Natural light and mood lamps

Since SAD is related to a lack of sunlight during the winter, both counselors recommend using light as a therapy to improve mood.

Kinzie said the best way to do this is to get active outdoors, such as playing a sport or simply taking a walk.

“Even on a cloudy day, the sun’s out,” Singleton said.

If you cannot actually get outside, Kinzie said he recommends exercising in the Recreation Center in front of the huge windows that let in sunlight while people work out.

“They designed it exactly right,” he said.

Another non-outdoors option to get more light exposure would be light therapy.

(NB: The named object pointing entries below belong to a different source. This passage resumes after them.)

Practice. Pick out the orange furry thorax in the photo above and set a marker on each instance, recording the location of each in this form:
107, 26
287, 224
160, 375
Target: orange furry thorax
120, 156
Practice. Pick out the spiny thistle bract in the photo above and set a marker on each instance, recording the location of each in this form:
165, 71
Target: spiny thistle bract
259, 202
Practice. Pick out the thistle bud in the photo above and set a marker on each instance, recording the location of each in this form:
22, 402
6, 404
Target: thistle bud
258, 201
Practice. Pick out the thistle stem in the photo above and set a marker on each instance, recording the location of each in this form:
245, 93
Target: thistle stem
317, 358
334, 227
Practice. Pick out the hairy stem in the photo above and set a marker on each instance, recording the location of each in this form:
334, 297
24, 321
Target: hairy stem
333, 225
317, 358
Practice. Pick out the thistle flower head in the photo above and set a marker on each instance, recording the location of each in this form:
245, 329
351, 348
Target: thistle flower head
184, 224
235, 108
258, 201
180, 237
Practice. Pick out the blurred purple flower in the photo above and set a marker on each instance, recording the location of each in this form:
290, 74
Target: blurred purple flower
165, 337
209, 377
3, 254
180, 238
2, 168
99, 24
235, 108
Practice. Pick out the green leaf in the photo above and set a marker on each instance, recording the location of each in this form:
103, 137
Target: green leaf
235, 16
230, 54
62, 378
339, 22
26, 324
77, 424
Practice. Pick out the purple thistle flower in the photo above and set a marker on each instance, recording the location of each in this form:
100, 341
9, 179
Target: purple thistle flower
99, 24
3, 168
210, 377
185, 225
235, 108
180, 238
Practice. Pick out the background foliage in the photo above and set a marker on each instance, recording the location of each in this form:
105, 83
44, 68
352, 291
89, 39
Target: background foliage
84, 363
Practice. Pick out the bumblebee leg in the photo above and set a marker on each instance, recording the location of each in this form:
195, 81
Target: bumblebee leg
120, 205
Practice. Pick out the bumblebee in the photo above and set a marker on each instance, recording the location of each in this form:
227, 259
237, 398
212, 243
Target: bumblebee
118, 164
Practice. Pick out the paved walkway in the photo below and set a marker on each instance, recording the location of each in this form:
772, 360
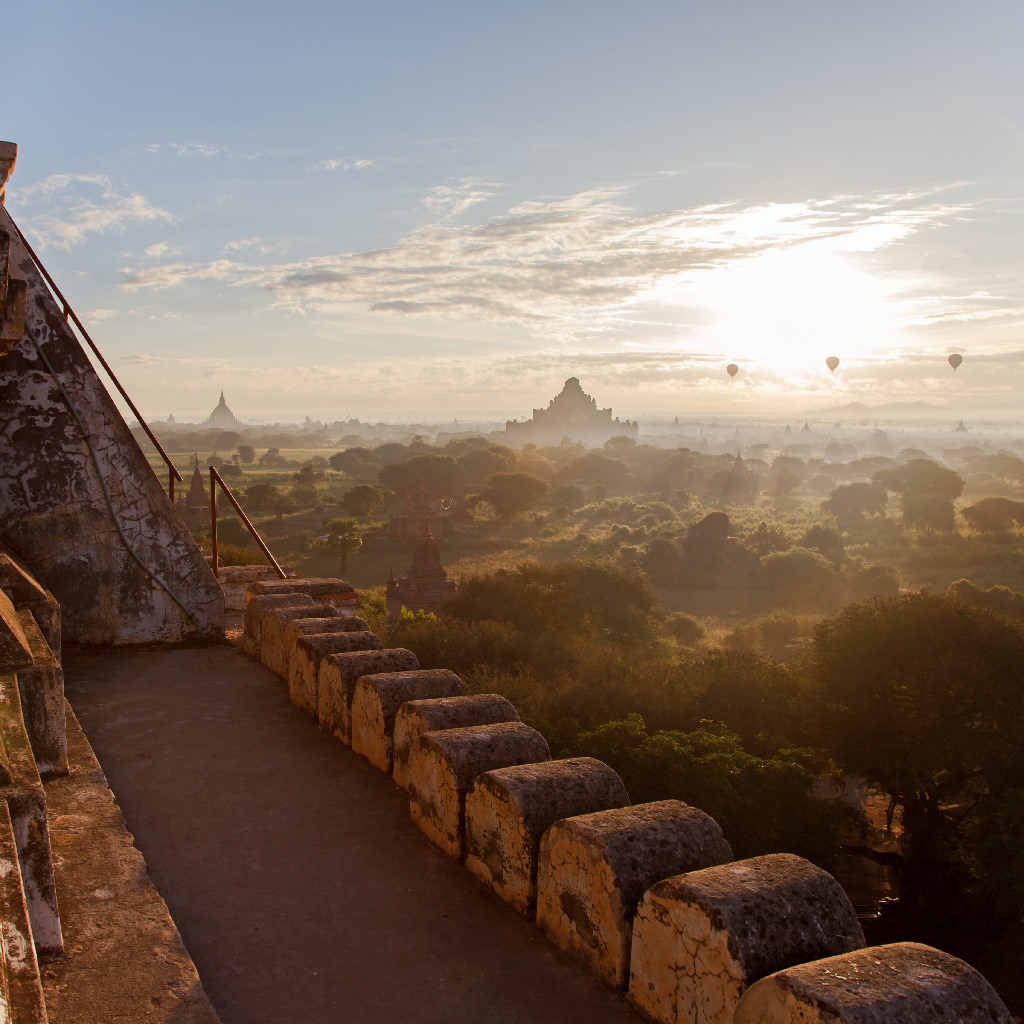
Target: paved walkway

The Counseling and Career Development Center has a mood lamp on the Allendale Campus and one on the Pew Campus as well. The mood lamp sits on a table, and a student can simply walk in and ask to use it. The lamp’s instructions say that reading, checking e-mail or eating breakfast are all possible activities, as the only requirement is to sit 11-12 inches away from the light.

“It has been shown to be effective, and I encourage students to use it,” Kinzie said.

According to WebMD, the best time for light therapy is the morning, possibly because it goes along with how sunlight appears in nature.